The last few weeks have clearly shown the Alberta government wants there to be no confusion on questions of governance jurisdiction.
After tabling a bill that will limit a municipality’s ability to negotiate directly with the federal government for funding, the province introduced a bill that will allow it to scrap municipal bylaws, remove elected officials and formalize political parties in Calgary and Edmonton for the 2025 municipal election.
Anyone wondering who yields power in provincial and municipal politics can stop.
The bill has met with swift derision from across the province, with its necessity openly questioned and provincial officials giving little to no reasoning behind the need for certain legislative changes in the bill.
Alberta Municipalities – the advocacy group for more than 260 of the province’s municipal governments – called it a “power grab” that allows the provincial government to fire any council member and remove any bylaw it doesn’t like.
Although Premier Danielle Smith and Municipal Affairs Minister Ric McIver have continued to state they would rarely use the powers, the ability to do so on a whim is now present.
Despite being a blatant reminder to municipal governments about who is in control, aspects of the bill look promising, including giving municipalities the ability to require criminal record checks for candidates, having orientation training for councillors be mandatory and making political donations more transparent.

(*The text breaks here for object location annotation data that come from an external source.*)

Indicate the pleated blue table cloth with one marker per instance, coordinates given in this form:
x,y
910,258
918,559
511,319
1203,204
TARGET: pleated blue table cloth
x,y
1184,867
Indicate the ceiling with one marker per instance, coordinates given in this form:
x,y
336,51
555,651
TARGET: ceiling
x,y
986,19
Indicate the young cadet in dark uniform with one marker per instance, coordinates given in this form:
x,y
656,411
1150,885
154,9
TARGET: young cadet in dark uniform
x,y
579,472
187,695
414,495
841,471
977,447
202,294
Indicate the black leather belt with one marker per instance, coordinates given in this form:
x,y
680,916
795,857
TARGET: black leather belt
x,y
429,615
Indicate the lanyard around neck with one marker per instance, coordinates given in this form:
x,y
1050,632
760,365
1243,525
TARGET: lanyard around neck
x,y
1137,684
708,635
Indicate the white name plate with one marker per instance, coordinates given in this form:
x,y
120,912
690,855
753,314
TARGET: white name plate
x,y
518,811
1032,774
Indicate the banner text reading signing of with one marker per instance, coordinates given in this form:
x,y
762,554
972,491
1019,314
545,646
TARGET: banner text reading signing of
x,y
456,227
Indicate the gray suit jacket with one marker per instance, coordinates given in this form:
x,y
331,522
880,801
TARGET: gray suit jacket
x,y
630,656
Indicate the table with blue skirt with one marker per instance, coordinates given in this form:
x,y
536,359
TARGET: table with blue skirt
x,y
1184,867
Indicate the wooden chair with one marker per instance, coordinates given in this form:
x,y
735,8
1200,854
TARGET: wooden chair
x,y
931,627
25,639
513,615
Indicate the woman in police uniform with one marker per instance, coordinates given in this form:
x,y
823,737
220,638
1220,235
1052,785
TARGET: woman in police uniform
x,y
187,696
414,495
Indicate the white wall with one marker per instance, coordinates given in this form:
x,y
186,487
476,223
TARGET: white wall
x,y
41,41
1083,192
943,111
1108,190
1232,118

The ability to fire elected officials and amend or repeal bylaws, however, could be Pandora's box, the province potentially wading too far into municipal weeds.
Like it or not, under existing legal precedence, provincial governments have full control of municipalities. Whether or not there will be a legal challenge remains to be seen, but it’s unlikely to be successful.
Municipalities in Alberta are about to enter a new and unexpected future, while tensions between the province and municipal governments are likely only to grow.